Dunque la partita è tutt’altro che chiusa, ma chi vuole fermare, prima che sia troppo tardi, la tempesta della retorica populista deve darsi da fare per rimettere rapidamente in onore il «principio di realtà», se vogliamo chiamarlo in modo impegnativo, o il «controllo dei fatti», formula più pragmatica.
La competizione politica, in democrazia, è fin dalle origini una scommessa sulla educazione degli elettori, sulla loro «maturità»; e dunque si giochi in modo che le squadre che ne sono dotate facciano valere le armi della ragionevolezza, allo scoperto, contro i venditori di miracoli. E valga sia per il prossimo confronto elettorale sia per le primarie.

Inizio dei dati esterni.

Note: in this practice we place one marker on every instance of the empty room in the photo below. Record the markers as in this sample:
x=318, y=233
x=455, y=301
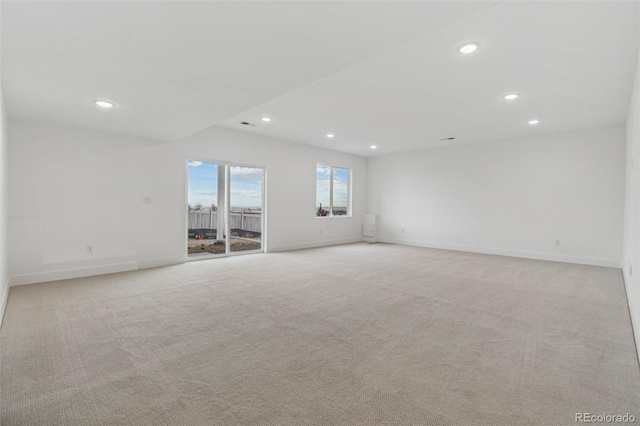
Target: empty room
x=319, y=213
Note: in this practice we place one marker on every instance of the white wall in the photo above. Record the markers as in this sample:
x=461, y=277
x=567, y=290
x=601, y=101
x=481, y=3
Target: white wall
x=631, y=256
x=71, y=187
x=512, y=197
x=4, y=190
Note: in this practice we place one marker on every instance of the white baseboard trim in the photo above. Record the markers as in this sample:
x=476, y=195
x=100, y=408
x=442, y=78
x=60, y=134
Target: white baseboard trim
x=633, y=313
x=158, y=262
x=88, y=271
x=4, y=298
x=611, y=263
x=313, y=244
x=40, y=277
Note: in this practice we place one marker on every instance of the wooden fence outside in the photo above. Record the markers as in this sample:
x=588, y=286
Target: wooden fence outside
x=238, y=220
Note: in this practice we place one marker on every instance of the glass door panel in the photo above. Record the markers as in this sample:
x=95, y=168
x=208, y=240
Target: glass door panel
x=205, y=200
x=245, y=208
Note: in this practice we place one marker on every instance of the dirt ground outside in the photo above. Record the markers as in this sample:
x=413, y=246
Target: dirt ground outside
x=218, y=247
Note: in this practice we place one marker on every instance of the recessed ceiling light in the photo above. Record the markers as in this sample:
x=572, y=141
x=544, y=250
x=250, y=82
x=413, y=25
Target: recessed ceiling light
x=469, y=48
x=104, y=104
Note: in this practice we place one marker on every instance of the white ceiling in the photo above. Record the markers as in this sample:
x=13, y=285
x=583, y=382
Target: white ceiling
x=378, y=72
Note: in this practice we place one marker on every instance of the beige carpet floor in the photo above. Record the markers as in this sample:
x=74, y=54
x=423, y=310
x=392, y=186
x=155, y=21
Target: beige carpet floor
x=360, y=334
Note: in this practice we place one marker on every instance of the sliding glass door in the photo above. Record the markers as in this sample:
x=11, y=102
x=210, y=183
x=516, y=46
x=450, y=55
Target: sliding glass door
x=245, y=208
x=225, y=205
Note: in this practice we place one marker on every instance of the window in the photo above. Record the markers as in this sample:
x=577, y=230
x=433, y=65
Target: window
x=332, y=191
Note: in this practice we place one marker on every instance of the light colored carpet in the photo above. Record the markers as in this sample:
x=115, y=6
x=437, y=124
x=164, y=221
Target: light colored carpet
x=348, y=335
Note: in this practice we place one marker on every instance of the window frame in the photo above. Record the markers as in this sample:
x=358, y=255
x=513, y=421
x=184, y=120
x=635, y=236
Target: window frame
x=331, y=191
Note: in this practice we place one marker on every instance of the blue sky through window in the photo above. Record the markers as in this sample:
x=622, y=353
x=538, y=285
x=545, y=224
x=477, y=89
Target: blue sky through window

Dicono bene i non populisti Morando e Tonini, nel loro recente «manifesto riformista»: serve una politica che «favorisca un’accelerazione della crescita, consegua il pareggio strutturale di bilancio, abbattendo lo stock del debito, e faccia ripartire la mobilità sociale, riducendo la disuguaglianza.» «È dura» aggiungono – e hanno ragione – anche solo spiegare come ci si può provare. Ma il dubbio che alla fine il senso di responsabilità renda più di qualsiasi formula magica, anche nella difettosa democrazia italiana, potrebbe essere contagioso.